About Death Investigations in Ontario
The Office of the Chief Coroner works closely with the Ontario Forensic Pathology Service to ensure a coordinated and collaborative approach to death investigation in the public interest. Together, the Chief Coroner and Chief Forensic Pathologist provide dual leadership for Ontario’s death investigation system that strives to provide services of the highest calibre.
The Office of the Chief Coroner serves the living through high quality death investigations and inquests to ensure that no death is overlooked, concealed or ignored. The findings are used to generate recommendations to help improve public safety and prevent further deaths.
In Ontario, coroners are medical doctors with specialized training in the principles of death investigation. Coroners investigate approximately 17,000 deaths per year in accordance with section 10 of the Coroners Act.
The Ontario Forensic Pathology Service provides forensic pathology services in accordance with the Coroners Act. It provides medicolegal autopsy services for public death investigations under the legal authority of a coroner. The Ontario Forensic Pathology Service performs over 7,500 autopsies per year.
Child and Youth Death Review: Pilot Project Notice
Since 1991, the Office of the Chief Coroner has been conducting reviews of child and youth deaths (0-19 years) in Ontario for the purpose of identifying risk factors and recommendations to prevent premature death. The Paediatric Death Review Committee has conducted thousands of case reviews since its inception in keeping with the public safety mandate of the Office of the Chief Coroner.
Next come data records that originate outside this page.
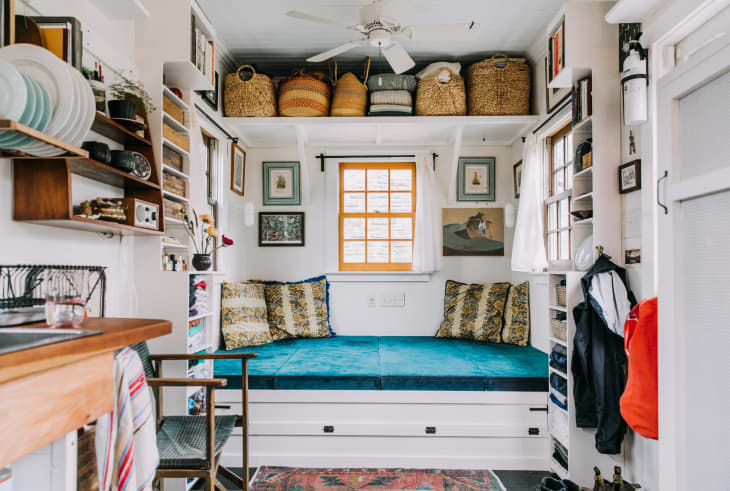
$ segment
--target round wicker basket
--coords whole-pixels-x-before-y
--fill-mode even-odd
[[[243,70],[250,70],[250,75]],[[229,117],[276,116],[274,83],[251,65],[242,65],[226,77],[223,105]]]
[[[304,70],[279,85],[279,115],[293,117],[329,116],[332,89],[324,76]]]
[[[439,81],[439,74],[451,74],[448,82]],[[416,91],[416,116],[464,116],[466,115],[466,89],[464,79],[449,68],[442,68],[418,81]]]
[[[466,71],[470,116],[530,113],[530,66],[524,60],[496,54]]]
[[[363,82],[354,73],[346,73],[337,79],[337,63],[335,63],[335,92],[332,96],[330,116],[365,116],[368,107],[368,74],[370,58],[365,62]]]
As part of the plan to improve the health, safety and well-being of Ontario children and youth, the Office of the Chief Coroner is working to update and expand its current approach to child and youth death review. In 2014, a partnership was formed with the Ministry of Children, Community and Social Services and the former Ontario Child Advocate to develop a best in-class model of child and youth death review and analysis. The objective of the new model will be to improve the health, safety and well-being of Ontario’s children and youth and reduce the child and youth mortality rate in Ontario.
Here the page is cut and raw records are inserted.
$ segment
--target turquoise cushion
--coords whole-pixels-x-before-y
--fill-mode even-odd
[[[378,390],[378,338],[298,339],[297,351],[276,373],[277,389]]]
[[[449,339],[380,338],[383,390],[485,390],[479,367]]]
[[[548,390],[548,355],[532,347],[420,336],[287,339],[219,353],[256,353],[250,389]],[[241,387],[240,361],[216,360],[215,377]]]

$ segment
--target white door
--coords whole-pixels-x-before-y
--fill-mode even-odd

The Office of the Chief Coroner has launched a pilot project that will collect and link data on all deaths of children and youth to better understand how life circumstances can influence the deaths of young people in Ontario. The Child and Youth Death Review and Analysis (CYDRA) Data Integration Pilot Project will be collecting personal data from five public sector ministries on young people between the ages of 10 to 24 (inclusive) who have died between 2007 and 2018 as part of a coroner’s investigation into deaths of children and youth in Ontario.
The data will be linked together to inform the creation of a risk predictive model. This model will help us learn more about the life trajectories of specific young people who have died by suicide and gun-related homicide. We also expect to evaluate trends on these particular death types that can then be used to support the research and development of effective strategies to prevent further deaths, in the interest of public health and safety.
Personal information being collected will be done so under the authority of the Coroners Act, R.S.O. 1990 C. C. 37 as amended, the Freedom of Information and Protection of Privacy Act and the Youth Criminal Justice Act. Question about this collection and this project should be directed to:
25 Morton Shulman Avenue
Toronto Ontario M3M 0B1
tel: 416-314-4000 or toll-free: 1-877-991-9959
or by email at: firstname.lastname@example.org
NOTE: The CYDRA team within the Office of the Chief Coroner is a project based team that will be leading this pilot project as part of its mandate to review and analyze deaths of young people in Ontario. The CYDRA team was created to support the development and implementation of this pilot project by testing the concepts and structure of a "best-in-class" model of child and youth death review and analysis in Ontario.